Tuesday, July 1, 2014

How American bullying alienates allies and invites blowback

The Paul Singer v Argentina case is much in the news these days.

Singer runs Elliot Capital, the hedge fund spear-heading the drive to to get Argentina to pay out face value plus interest on the government bonds they bought for pennies on the dollar after the Argentina default of 2001.

Singer's strategy has been to use the US legal system to violate Argentine sovereignty, and thus far the US legal system has been all too happy to play along.

"This is how a hedge funder brings an entire country to its knees" gloats the headline at Business Insider. 

What's wrong with that picture?

How is it acceptable for an American vulture fund to bring an entire economy to its knees? Singer brings nothing to the economy aside from opportunistic exploitation of the misfortune of others. His vulture fund doesn't further the common good, doesn't create jobs, does nothing aside from enrich a few already-rich people by punishing an entire society.

Is this what America is about on the world stage today?

Here's another gloating headline about the American judicial system screwing over BNP Paribas to the tune of nine billions. The French bank is guilty of violating US sanctions against Iran, Sudan, and Cuba.

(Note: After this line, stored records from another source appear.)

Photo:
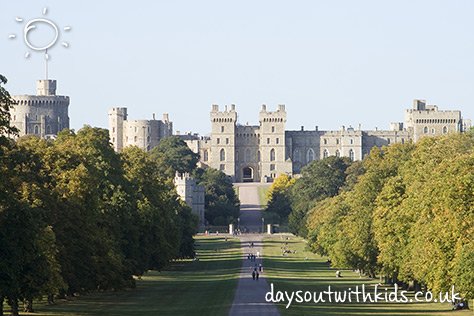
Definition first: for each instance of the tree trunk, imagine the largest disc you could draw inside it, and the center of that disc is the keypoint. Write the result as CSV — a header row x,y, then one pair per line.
x,y
28,306
50,299
14,306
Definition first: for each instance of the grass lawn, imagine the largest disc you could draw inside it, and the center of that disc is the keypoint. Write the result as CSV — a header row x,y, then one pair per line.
x,y
294,273
205,287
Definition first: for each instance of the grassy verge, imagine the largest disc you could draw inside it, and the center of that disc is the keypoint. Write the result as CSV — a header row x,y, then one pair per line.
x,y
294,273
205,287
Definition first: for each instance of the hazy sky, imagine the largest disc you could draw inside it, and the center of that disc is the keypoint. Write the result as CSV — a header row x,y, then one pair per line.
x,y
331,62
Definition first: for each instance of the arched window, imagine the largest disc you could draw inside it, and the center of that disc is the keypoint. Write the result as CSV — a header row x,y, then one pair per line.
x,y
351,154
296,155
325,154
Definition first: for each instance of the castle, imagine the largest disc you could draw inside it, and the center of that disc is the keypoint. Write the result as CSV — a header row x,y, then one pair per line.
x,y
44,114
261,152
142,133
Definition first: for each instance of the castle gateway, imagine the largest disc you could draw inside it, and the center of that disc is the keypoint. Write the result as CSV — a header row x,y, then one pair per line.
x,y
261,153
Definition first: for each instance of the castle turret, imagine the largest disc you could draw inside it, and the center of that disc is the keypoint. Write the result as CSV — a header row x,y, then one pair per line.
x,y
223,139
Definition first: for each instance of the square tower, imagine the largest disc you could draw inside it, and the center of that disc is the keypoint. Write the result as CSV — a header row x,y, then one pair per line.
x,y
222,153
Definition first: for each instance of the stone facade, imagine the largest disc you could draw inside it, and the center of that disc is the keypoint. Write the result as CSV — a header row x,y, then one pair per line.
x,y
44,114
191,193
141,133
260,153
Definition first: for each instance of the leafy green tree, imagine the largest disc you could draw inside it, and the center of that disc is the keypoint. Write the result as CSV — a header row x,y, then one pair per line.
x,y
279,196
222,206
319,180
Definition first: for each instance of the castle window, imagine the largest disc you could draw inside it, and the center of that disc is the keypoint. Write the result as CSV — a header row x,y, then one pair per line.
x,y
272,155
325,153
296,155
222,155
351,154
310,155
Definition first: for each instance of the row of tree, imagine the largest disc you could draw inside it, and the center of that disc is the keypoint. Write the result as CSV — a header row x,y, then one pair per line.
x,y
405,212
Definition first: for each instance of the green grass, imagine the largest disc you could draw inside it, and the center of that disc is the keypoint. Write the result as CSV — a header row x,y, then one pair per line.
x,y
205,287
293,273
262,195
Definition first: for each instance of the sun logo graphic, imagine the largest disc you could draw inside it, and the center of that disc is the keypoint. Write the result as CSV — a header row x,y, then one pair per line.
x,y
34,24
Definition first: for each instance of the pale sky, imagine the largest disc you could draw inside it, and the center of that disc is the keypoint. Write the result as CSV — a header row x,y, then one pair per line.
x,y
331,63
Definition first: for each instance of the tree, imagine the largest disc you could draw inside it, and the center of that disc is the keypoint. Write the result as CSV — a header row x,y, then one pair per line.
x,y
6,102
279,196
172,154
222,206
319,180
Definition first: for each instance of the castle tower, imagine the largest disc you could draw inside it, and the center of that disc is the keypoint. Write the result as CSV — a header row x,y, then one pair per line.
x,y
116,118
222,153
44,114
273,144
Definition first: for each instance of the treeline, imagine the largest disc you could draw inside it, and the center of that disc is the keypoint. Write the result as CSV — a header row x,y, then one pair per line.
x,y
405,212
76,217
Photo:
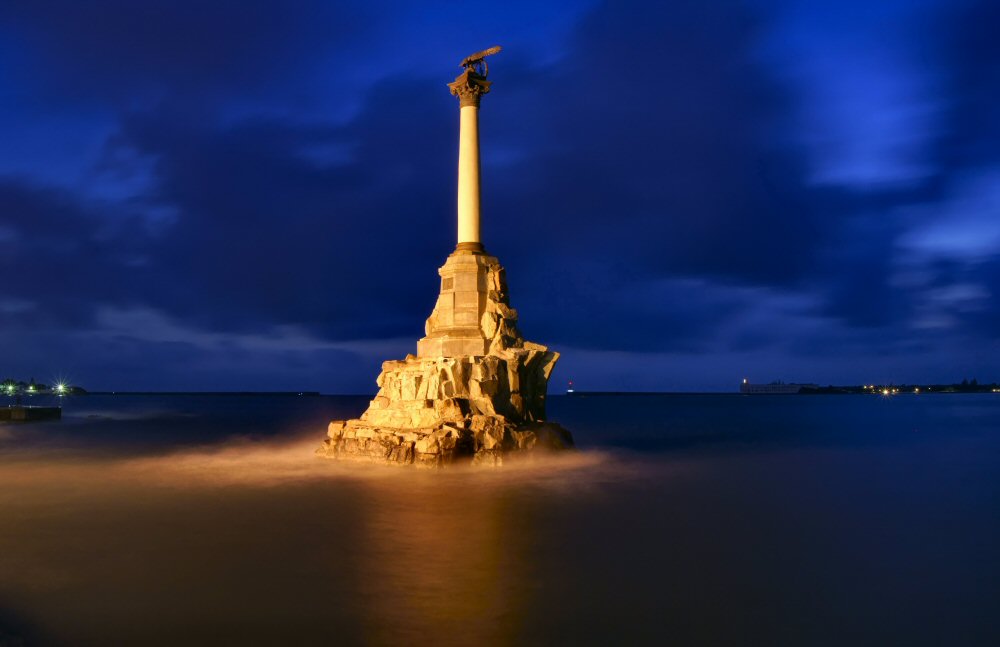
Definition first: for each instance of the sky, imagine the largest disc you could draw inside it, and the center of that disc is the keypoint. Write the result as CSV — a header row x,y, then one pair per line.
x,y
234,195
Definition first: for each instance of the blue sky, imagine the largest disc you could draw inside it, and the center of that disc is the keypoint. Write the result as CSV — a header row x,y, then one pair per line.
x,y
233,195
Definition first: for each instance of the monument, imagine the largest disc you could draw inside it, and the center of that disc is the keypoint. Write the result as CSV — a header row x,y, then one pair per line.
x,y
476,389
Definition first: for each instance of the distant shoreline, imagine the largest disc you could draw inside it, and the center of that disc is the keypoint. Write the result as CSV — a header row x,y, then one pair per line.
x,y
234,393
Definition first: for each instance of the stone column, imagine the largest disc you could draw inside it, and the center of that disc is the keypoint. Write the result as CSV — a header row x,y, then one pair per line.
x,y
469,87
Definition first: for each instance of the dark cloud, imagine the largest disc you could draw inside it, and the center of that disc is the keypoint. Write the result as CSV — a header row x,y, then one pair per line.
x,y
117,49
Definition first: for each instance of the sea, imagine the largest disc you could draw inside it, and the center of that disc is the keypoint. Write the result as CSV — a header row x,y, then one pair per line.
x,y
682,519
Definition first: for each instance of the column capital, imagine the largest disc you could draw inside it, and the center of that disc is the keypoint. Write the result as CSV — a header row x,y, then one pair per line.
x,y
469,87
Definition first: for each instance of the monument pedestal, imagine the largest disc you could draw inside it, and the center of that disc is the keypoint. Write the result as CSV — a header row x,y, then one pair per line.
x,y
475,390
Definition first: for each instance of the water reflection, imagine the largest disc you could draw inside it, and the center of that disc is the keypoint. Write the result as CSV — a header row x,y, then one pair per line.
x,y
259,543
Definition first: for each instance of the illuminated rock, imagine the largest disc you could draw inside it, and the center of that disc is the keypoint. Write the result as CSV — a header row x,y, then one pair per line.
x,y
476,389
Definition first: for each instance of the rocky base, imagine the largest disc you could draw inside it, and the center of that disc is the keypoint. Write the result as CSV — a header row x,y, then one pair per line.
x,y
474,392
478,440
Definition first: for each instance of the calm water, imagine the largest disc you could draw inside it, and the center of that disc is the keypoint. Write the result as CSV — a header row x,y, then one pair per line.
x,y
685,519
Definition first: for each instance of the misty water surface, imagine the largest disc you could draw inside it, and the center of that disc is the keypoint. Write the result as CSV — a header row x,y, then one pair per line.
x,y
685,519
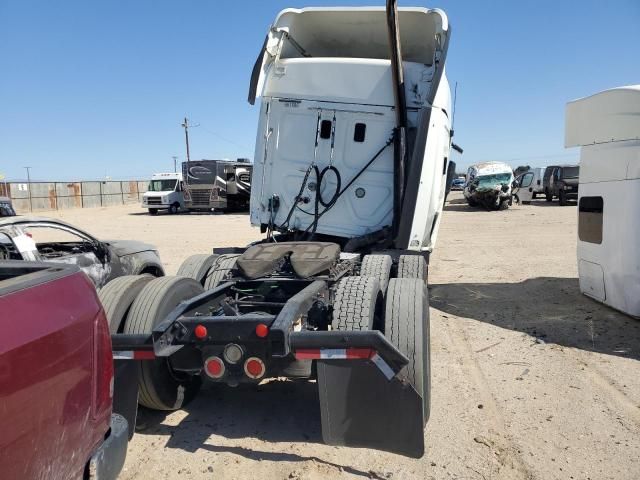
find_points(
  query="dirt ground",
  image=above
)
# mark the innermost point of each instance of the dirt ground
(531, 380)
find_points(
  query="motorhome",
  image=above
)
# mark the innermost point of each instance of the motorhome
(606, 127)
(217, 184)
(165, 192)
(489, 185)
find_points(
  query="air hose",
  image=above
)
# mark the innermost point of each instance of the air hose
(320, 177)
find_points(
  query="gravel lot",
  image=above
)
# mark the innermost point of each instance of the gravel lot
(531, 380)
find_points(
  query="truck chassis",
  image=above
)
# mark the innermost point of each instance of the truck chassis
(344, 323)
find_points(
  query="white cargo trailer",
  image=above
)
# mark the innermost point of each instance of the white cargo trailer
(607, 128)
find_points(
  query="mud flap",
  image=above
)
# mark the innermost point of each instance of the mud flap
(125, 391)
(361, 408)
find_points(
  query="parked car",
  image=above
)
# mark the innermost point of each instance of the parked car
(43, 239)
(6, 208)
(489, 185)
(562, 182)
(457, 184)
(56, 374)
(537, 186)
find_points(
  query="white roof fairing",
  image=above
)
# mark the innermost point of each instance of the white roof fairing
(362, 32)
(609, 116)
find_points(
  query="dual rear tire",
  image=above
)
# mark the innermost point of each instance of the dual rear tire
(404, 318)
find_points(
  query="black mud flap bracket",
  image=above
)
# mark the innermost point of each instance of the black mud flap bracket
(365, 401)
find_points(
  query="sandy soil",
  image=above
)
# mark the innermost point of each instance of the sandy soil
(531, 380)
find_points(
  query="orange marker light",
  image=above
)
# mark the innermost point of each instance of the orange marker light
(262, 330)
(200, 331)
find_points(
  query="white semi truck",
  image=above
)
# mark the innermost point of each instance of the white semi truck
(165, 192)
(349, 180)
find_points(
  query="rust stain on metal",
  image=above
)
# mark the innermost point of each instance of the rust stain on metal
(75, 191)
(133, 190)
(53, 199)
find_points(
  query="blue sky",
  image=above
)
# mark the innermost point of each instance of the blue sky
(95, 89)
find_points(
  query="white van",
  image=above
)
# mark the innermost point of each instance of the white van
(607, 128)
(489, 185)
(530, 184)
(165, 192)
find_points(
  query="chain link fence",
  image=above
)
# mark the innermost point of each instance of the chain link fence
(47, 196)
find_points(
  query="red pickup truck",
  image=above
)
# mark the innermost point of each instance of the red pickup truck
(56, 377)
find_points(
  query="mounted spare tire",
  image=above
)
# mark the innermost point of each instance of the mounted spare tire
(197, 266)
(162, 388)
(220, 270)
(407, 327)
(358, 304)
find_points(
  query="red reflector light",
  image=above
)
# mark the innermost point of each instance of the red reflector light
(262, 330)
(214, 367)
(254, 367)
(200, 331)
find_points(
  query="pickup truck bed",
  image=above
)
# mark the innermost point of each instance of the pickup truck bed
(56, 377)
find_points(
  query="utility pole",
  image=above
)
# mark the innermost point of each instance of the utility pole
(29, 187)
(186, 135)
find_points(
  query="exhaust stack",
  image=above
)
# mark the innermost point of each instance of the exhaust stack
(400, 141)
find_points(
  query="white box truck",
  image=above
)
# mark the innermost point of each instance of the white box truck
(165, 192)
(607, 128)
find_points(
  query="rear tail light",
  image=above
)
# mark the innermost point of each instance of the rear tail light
(214, 367)
(200, 332)
(102, 366)
(262, 330)
(254, 368)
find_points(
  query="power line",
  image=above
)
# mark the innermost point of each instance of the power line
(520, 159)
(225, 139)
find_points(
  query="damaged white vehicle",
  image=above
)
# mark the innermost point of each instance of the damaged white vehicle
(46, 240)
(489, 185)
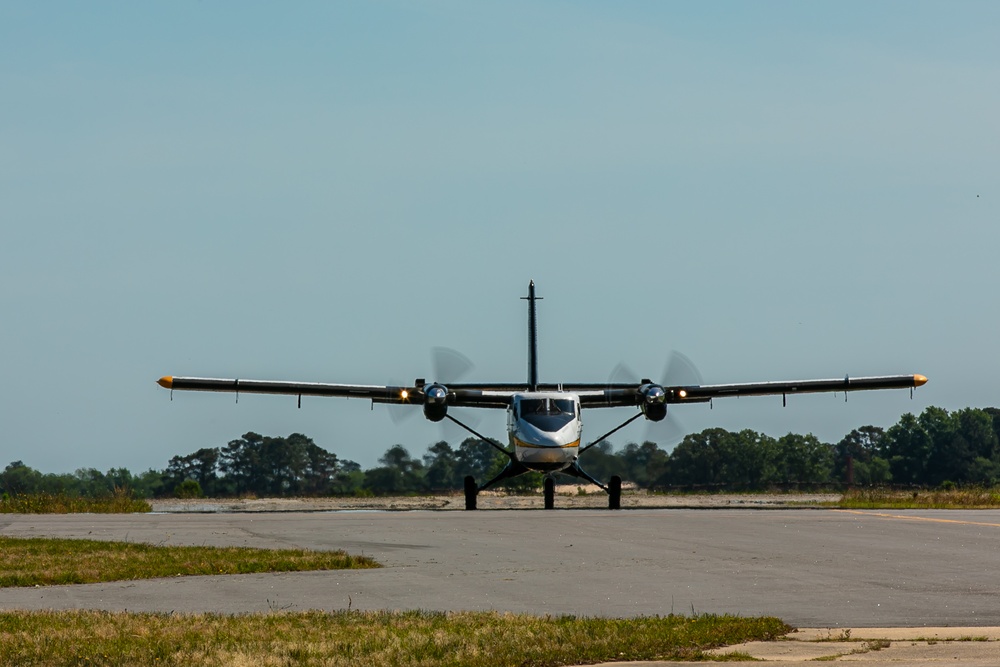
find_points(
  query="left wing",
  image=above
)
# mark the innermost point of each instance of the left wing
(597, 396)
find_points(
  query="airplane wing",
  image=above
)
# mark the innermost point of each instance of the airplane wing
(482, 396)
(594, 396)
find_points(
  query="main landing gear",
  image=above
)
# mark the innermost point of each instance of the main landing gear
(613, 489)
(515, 468)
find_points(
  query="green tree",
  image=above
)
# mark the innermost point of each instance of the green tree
(803, 459)
(18, 478)
(441, 468)
(860, 445)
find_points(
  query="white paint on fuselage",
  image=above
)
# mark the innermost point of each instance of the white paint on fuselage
(544, 429)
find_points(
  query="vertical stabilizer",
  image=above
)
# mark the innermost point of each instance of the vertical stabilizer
(532, 338)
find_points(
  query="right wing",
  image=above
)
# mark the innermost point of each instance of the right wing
(465, 396)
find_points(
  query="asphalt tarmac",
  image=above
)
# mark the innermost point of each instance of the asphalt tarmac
(812, 568)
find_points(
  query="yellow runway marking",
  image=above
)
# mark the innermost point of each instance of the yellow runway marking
(919, 518)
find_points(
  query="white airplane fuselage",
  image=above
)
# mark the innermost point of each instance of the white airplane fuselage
(544, 429)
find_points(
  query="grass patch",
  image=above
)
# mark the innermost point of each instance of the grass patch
(120, 502)
(49, 562)
(971, 498)
(406, 639)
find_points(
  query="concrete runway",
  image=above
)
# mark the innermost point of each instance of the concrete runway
(812, 568)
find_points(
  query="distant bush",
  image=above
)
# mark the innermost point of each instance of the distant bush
(189, 488)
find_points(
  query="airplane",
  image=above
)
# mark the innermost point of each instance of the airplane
(544, 425)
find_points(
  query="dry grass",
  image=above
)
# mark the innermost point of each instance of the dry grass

What up here? It's a FRENCH bank. What should be on trial is the legality and morality of US sanctions on Iran, Sudan, and Cuba, not a foreign bank that helps those countries get around the illegal American sanctions.

But, America gets away with this bullying because it can!

These are manifestations of an American superiority/American exceptionalism complex that will eventually come back to bite America hard.